While the first program was a success, “many thousands of additional taxpayers would likely come forward under a new program, returning those taxpayers and billions of dollars to the system to be taxed,” said Mark Matthews of Morgan, Lewis & Bockius LLP in Washington and a former chief of the IRS’s criminal investigation division.
As part of a U.S. crackdown, at least two dozen UBS clients, bankers or advisers have been charged with tax crimes. Zurich-based UBS avoided U.S. prosecution in February 2009 by paying $780 million, turning over the names of U.S. account holders and saying it helped Americans hide assets from the IRS.
The 18,000 taxpayers who made voluntary disclosures had to identify their foreign banks, the names of bankers and advisers, and contact information for those who handled their money.
‘Vast Quantity of Data’
“We have been scouring the vast quantity of data” from voluntary disclosure applicants and other sources, Shulman said.
“This information has already proved invaluable in supplementing and corroborating prior leads, as well as developing new leads, involving numerous banks, advisers and promoters from around the world, including Asia and the Middle East,” Shulman said, according to prepared remarks.
Tax attorney William Sharp said the IRS crackdown is starting to ripple through tax havens.
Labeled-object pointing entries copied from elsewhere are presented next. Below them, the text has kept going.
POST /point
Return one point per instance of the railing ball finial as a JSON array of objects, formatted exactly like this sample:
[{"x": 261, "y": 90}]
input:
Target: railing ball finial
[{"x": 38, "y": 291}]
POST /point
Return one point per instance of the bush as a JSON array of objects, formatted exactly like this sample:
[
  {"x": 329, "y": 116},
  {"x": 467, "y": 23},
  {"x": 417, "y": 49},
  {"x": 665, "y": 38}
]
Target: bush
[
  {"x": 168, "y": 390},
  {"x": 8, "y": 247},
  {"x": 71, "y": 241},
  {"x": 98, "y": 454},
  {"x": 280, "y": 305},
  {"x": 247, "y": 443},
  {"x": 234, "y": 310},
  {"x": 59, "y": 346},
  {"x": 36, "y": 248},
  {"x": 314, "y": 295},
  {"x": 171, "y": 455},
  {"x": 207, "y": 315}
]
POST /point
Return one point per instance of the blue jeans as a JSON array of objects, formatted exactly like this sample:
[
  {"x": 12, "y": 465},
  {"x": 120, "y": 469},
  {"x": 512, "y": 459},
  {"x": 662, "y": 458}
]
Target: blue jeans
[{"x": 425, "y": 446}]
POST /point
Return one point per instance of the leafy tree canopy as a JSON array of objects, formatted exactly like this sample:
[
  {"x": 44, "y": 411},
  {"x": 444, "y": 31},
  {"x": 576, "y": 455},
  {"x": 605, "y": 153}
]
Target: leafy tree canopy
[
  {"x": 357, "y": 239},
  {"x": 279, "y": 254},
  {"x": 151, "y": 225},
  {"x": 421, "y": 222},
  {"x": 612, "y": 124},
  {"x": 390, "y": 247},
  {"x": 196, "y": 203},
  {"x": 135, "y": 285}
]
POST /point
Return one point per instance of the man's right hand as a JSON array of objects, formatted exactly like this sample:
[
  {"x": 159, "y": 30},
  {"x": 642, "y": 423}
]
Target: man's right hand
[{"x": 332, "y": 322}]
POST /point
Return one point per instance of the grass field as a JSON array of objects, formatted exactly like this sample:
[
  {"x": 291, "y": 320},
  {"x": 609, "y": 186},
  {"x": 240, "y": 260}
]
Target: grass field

“It is clear that not only that Swiss financial institutions but all the other offshore financial centers like Luxembourg, Dubai and Singapore are paying attention,” Sharp, of Sharp & Kemm in Tampa, Florida, said.
Matthews said penalties in a voluntary program that approach 50 percent won’t generate many disclosures.
“When you also consider back taxes, penalty and interest, many of the accounts would be entirely wiped out,” he said. “That would be a more difficult program to sell to clients, many of whom would be fearful of an inability to pay the full penalty.”
Scott Michel, a partner in the Washington office of Caplin & Drysdale who helped dozens of clients make voluntary disclosures in the first initiative, said the new program should acknowledge that many Americans with offshore accounts didn’t intend to violate U.S. tax law and had “technical compliance issues.”
Taxpayers will come forward even with higher penalties if they fear getting caught, said Barbara Kaplan, head of the tax department at the Greenberg Traurig law firm in New York.
“Some will also do it so they can sleep at night,” Kaplan said. “Those who sit on the sideline and sleep fine at night may stay there if they feel there is only a remote possibility that another institution will out them.”
The initial voluntary disclosure program wasn’t open to taxpayers who already were under scrutiny by the IRS.
Shulman said in November that the closed cases under the previous program generated an average of more than $200,000 in revenue for the Treasury.